Deep Object Pose Estimation (DOPE) – ROS inference (CoRL 2018)
Other
1.03k stars 287 forks source link

Dope on prerecorded video #231

Closed kooshyarkosari closed 2 years ago

kooshyarkosari commented 2 years ago

Hi,

I would like to run and test DOPE on one of the Youtube videos that contain YCB objects, I don't want to use Realsence, webcam, and other cameras. so my question is that it is possible to do that without any camera and just one prerecorded video?

This is the link for the youtube video https://www.youtube.com/watch?v=m_qualdsmoA&t=743s

Best

mintar commented 2 years ago

At the very least, you would need the camera matrix (fx, fy, cx, cy) of your camera, so that you can generate a _camera_settings.json file (see below for an example). The standard way to obtain the camera matrix is to calibrate your camera using a checkerboard calibration pattern. Also, it would be best to rectify your images. You can probably get away without rectification (at a small loss of accuracy) because the video seems to be recorded using a very low-distorsion lens.

{
    "camera_settings": [
        {
            "name": "Viewpoint",
            "horizontal_fov": 90,
            "intrinsic_settings":
            {
                "resX": 533,
                "resY": 400,
                "fx": 492.79220581054688,
                "fy": 492.79220581054688,
                "cx": 276.33590698242188,
                "cy": 194.36210632324219,
                "s": 0
            },
            "captured_image_size":
            {
                "width": 533,
                "height": 400
            }
        }
    ]
}
kooshyarkosari commented 2 years ago

Dear Martin Thank you for your response, but my main problem is that, I don't want to use any camera or sensor therefore I don't need camera calibration instead I just need to run the Dope on prerecorded video in the test phase so it is possible to do that or I should use the camera for example real sense in testing part?

TontonTremblay commented 2 years ago

You could also get the intrinsics from colmap.

https://github.com/NVlabs/instant-ngp/blob/master/docs/nerf_dataset_tips.md#preparing-new-nerf-datasets check these steps, in the final json you would get the intrinsics as well as the camera poses.

If you know the phone you are using, you could probably get a bullpark intrinsics online. They wont be perfect but it would work.

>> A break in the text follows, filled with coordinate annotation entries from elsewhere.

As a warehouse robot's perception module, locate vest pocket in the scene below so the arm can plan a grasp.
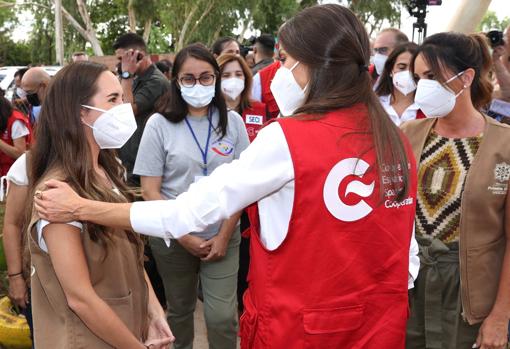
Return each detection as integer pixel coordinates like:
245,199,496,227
303,304,365,334
239,289,258,349
103,290,135,336
303,304,365,349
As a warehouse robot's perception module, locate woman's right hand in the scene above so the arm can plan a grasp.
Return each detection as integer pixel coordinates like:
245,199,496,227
34,179,84,223
9,275,28,309
144,338,173,349
178,234,211,258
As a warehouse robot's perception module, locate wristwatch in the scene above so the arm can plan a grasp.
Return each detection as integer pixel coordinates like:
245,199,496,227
120,71,133,79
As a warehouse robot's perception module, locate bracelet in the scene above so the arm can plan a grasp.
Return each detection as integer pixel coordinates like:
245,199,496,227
7,271,23,278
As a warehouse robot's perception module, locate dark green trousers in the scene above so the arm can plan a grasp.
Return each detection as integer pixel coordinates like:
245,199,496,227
406,236,481,349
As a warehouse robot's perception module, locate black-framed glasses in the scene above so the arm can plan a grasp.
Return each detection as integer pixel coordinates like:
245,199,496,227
179,74,216,87
374,46,390,55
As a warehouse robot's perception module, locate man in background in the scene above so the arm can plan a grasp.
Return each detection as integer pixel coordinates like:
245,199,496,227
113,33,170,187
251,34,275,75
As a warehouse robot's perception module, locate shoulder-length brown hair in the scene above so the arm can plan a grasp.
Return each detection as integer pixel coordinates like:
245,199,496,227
217,54,253,113
28,62,142,258
278,4,409,200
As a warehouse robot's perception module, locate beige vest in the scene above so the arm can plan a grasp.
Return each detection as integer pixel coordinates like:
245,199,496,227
28,177,148,349
402,116,510,324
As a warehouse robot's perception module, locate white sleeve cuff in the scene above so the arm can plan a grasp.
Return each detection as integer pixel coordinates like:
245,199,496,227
130,200,189,241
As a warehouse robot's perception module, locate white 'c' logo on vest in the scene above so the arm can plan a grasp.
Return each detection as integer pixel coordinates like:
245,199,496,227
323,158,375,222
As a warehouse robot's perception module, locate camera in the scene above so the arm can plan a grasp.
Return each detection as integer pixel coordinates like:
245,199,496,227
485,30,505,48
404,0,443,43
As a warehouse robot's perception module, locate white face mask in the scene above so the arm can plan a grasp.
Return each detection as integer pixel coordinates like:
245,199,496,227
414,72,467,118
374,53,388,75
82,103,137,149
271,62,306,116
221,78,244,100
16,87,27,98
392,70,416,96
181,84,216,108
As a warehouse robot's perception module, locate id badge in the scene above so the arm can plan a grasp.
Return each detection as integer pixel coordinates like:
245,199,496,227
193,176,205,183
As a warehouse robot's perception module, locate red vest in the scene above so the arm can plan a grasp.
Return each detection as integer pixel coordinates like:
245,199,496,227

TontonTremblay commented 2 years ago

You could also just run the network part without pnp.

kooshyarkosari commented 2 years ago

Dear Tonton

I don't want to use a phone camera or any sensor, I just want to test this model on this Youtube video (https://www.youtube.com/watch?v=m_qualdsmoA&t=743s) note that this video is not recorded by me I just have found it on the Youtube platform.

mintar commented 2 years ago

What @TontonTremblay and me are trying to tell you is this: No, having the video is not enough. You additionally need to provide a _camera_settings.json file, otherwise DOPE won't work. To create such a file, you need to know the fx, fy, cx, cy values (also known as "camera matrix" or more precisely "camera intrinsics"). Me and @TontonTremblay are making suggestions to you how you can obtain these values.